3) You can only manage 3-4 hours of deep work per day

The 3-4 hour rule reflects a pattern that you can see in the routines and rituals of so many authors and artists, scientists, mathematicians, composers, all the way through history. Alex Pang details a lot of this in his book "Rest," where they, to an astonishingly uniform degree, dedicate about three or four hours a day, no more, to the core work of their lives that requires sort of deep thought and quiet and focus and reflection. There's also lots of evidence to suggest that you actually are going to make more progress on focused work if you constrain it in in this way. It's tiring to focus in this fashion, you need time to replenish. Also, there's an aspect or many aspects of the creative process that are actually going to be doing their work once you've stopped, once you're in the rest of your day and you're relaxing. This is not only about being decent when it comes to people's lives outside work. Like, this is better for the work as well.

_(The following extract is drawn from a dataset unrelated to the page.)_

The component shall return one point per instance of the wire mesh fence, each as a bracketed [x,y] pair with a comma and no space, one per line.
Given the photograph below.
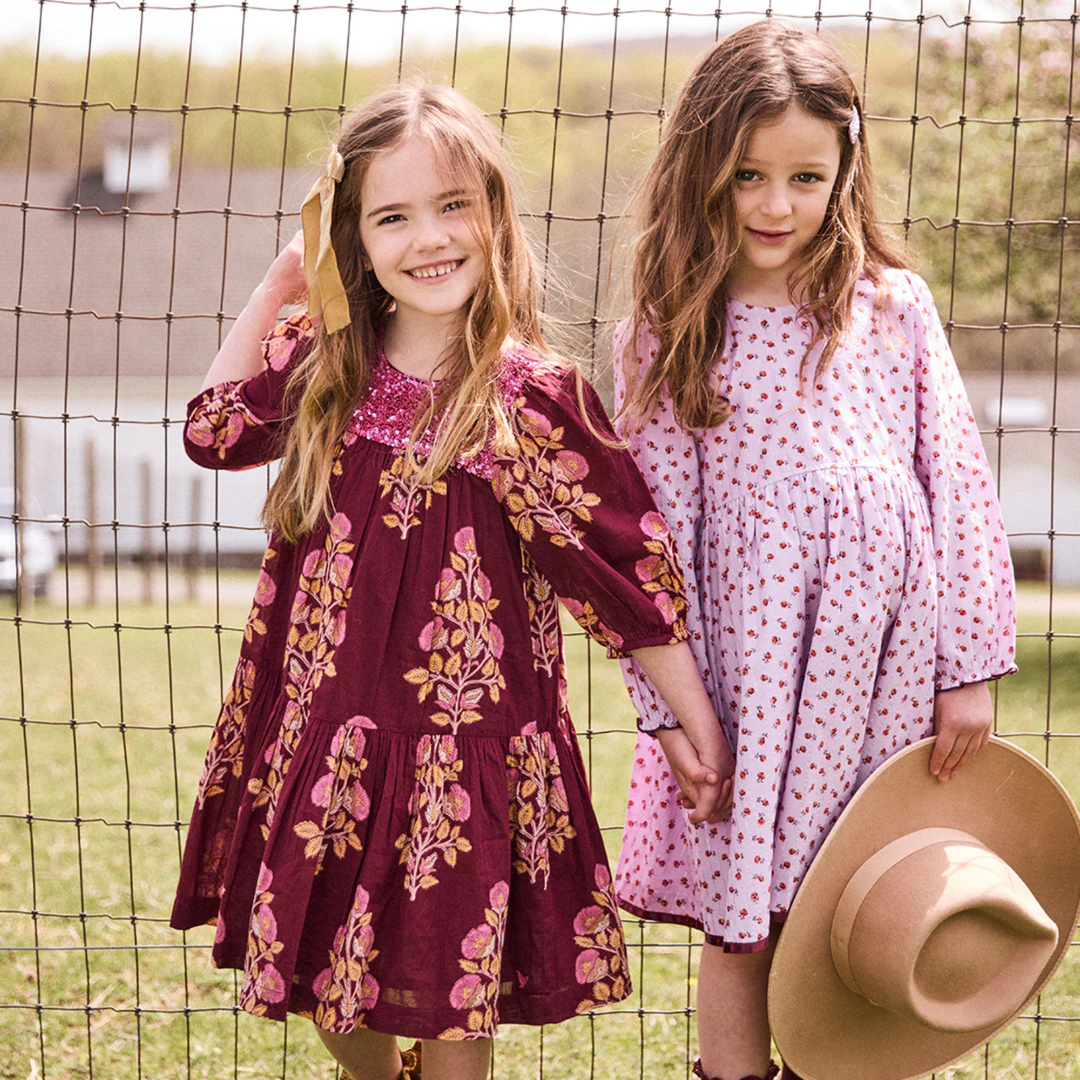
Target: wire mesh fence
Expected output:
[152,159]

4) Not all distractions are bad

So many of us feel beset by distractions in the modern world, but it's telling that the whole idea of a distraction really requires you to assume that you know in advance which things that might fill the next hour, the next day, which things are good things, and which things are unwanted things that should be eliminated. But you can take this much too far, and actually a lot of approaches to productivity, I think, encourage us to take it too far, encourage us to try to exert total control over how the next period of time is going to unfold. They define more things as distractions and interruptions and make the experience of being distracted or interrupted worse.

If I'm working from my office at home and our son bursts into the room to tell me excitedly about something that's happened at school that day. There are certain times when I'm doing something where I have to say, "Look, I'm sorry, but I'm going to have to chat with you about this later." Sure. Absolutely. But if I'm using a system for scheduling my day that defines that period of time as, like, a focus stretch and then makes it into a problem when it wouldn't otherwise have been a problem. That's a terrible way to live. That's basically taking things that life ought to be about, like moments of connection with one's family, and making them wrong just because they clash with this, like, plan I had. So I think it's really important not to go too far in the direction of trying to eliminate everything that could possibly count as an interruption, and then find that you've kind of eliminated half of the best bits of life.